Hannah
About me
My name is Hannah. I am a wife, sister, daughter, step mom, dog mom, paramedic, firefighter, and a very blessed friend of an army of incredible people. I am 32 and was diagnosed at age 31.
My breast cancer story
The body is a vessel for the soul. It gives us a place to reside and flourish and do incredible things. As someone who has always worked diligently to make my vessel a good home, finding out that this very vessel, the one I’d spent my whole life working hard to protect and strengthen and nourish, was now fighting against me, has been a challenge like none I could have ever imagined.
When I first found the lump in my breast, I actually giggled to myself, “it couldn’t possibly be breast cancer, I barely have any breasts!” It wasn’t until a few weeks later, when I found the second lump under my arm, that the reality began to feel a lot more real.
Following an ultrasound ordered by my family doctor, I received a phone call informing me that the results “didn’t really look like cancer” and that, “because of my age, it very likely isn’t anything to worry about”. I thought to myself during a brief pause on the phone line, “not very likely, but, still very possible?” Just before hanging up the phone my doctor said, “well I guess it wouldn’t hurt to have a biopsy done anyway”.
To think that someone, anyone, can slip through the cracks so silently like I almost did is a terrifying thought, but it happens. If there is one take away I can give you from this journey, it’s to put yourself and your health above all. Listen to your gut, listen to your body, and push for what you need, because you only get one vessel – protect it and advocate for it like your life depends on it, because it does.
The beginning days after diagnosis involved an insane number of questions to be answered, decisions to be made, and all of them within what felt like the shortest days of my life. Things I hadn’t necessarily ever thought about in great detail were now going to be the choices that would change my life, my body and my mind, forever.
The next month was spent explaining to my friends and family the immensely small amount of what I knew was about to happen to me in the least scary way I could muster up. Although I knew so little about what the future held, the amount of love and support that followed these difficult conversations was overwhelming. With these incredible people, this unbeatable army beside me, I was fearless. I knew that this cancer had its work cut out for it, and it was about to get a major ass-kicking.
I expected to push through and complete my treatments, followed by a quick recovery period and then be back to my normal self again. However, the reality of this journey has been quite different. The recovery process has been slow and frustrating at times, and my “ass-kicking” skills maybe weren’t as ready for this challenge as I’d initially hoped.
Sometimes I think that the hardest part of this whole thing is right now, after treatment.
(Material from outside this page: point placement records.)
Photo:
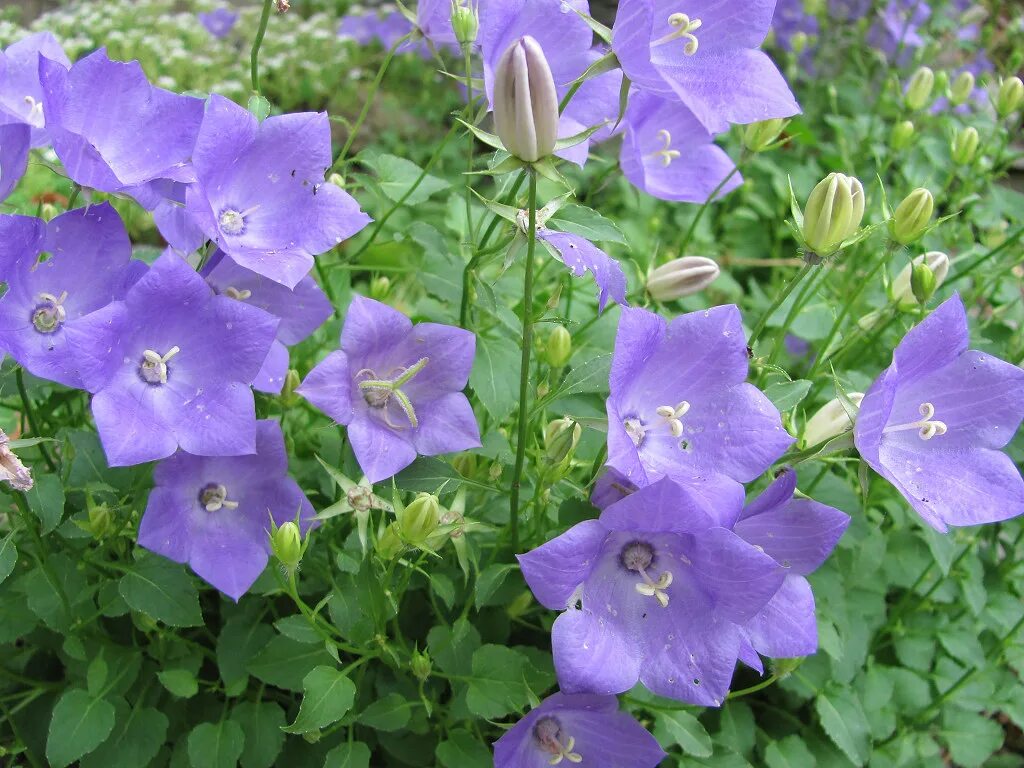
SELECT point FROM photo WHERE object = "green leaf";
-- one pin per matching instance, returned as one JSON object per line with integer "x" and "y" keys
{"x": 463, "y": 750}
{"x": 79, "y": 725}
{"x": 216, "y": 744}
{"x": 788, "y": 753}
{"x": 844, "y": 721}
{"x": 355, "y": 755}
{"x": 8, "y": 556}
{"x": 181, "y": 683}
{"x": 387, "y": 714}
{"x": 162, "y": 590}
{"x": 327, "y": 696}
{"x": 261, "y": 724}
{"x": 682, "y": 728}
{"x": 46, "y": 500}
After the fertility treatments, and the chemotherapy, and the radiation, and the surgeries and the infusions. The hard part is in this long and scary limbo of awaiting my final scans and the results that come with them, all while staying optimistic and trying to put myself back together. The one thing they don’t tell you when you’re first diagnosed with cancer is that you will leave behind the life you had prior to your diagnosis, and you’ll learn to navigate through a very different one. The relationship you have with your body, your hormones, your self image, your physical abilities, your mental clarity, your outlook on life. You begin to live life through a very different lens.
As I try and navigate the long-term side effects that I’ve been struggling with and rebuild a relationship with my body, each and every day brings with it new challenges. Many of these struggles are invisible, which makes it hard for others to understand. Some are physical and obvious, but others have been especially challenging, both mentally and emotionally, in ways I can’t explain.
For a lot of people who are like me, and like most other people who live the life of a first responder, we are well versed in caring for others, but not so great when it comes to ensuring we are advocating the same for ourselves. This journey has shown me the necessity of slowing the heck down and actually learning to listen to my body. Give it what it’s asking for, be kind, be gentle, and be understanding. My body went to war against itself, and sometimes my mind forgets just how difficult that was, still is, and likely will be for the foreseeable future. I fight for my health every day in ways most people don’t understand, but I know with every ounce of my being, I’m not alone through any of it, I never have been, and for that I am forever grateful.
Cancer is not a battle we fight alone, it takes an army. With continued love and support for one another, we are a fucking army. Her fight is our fight.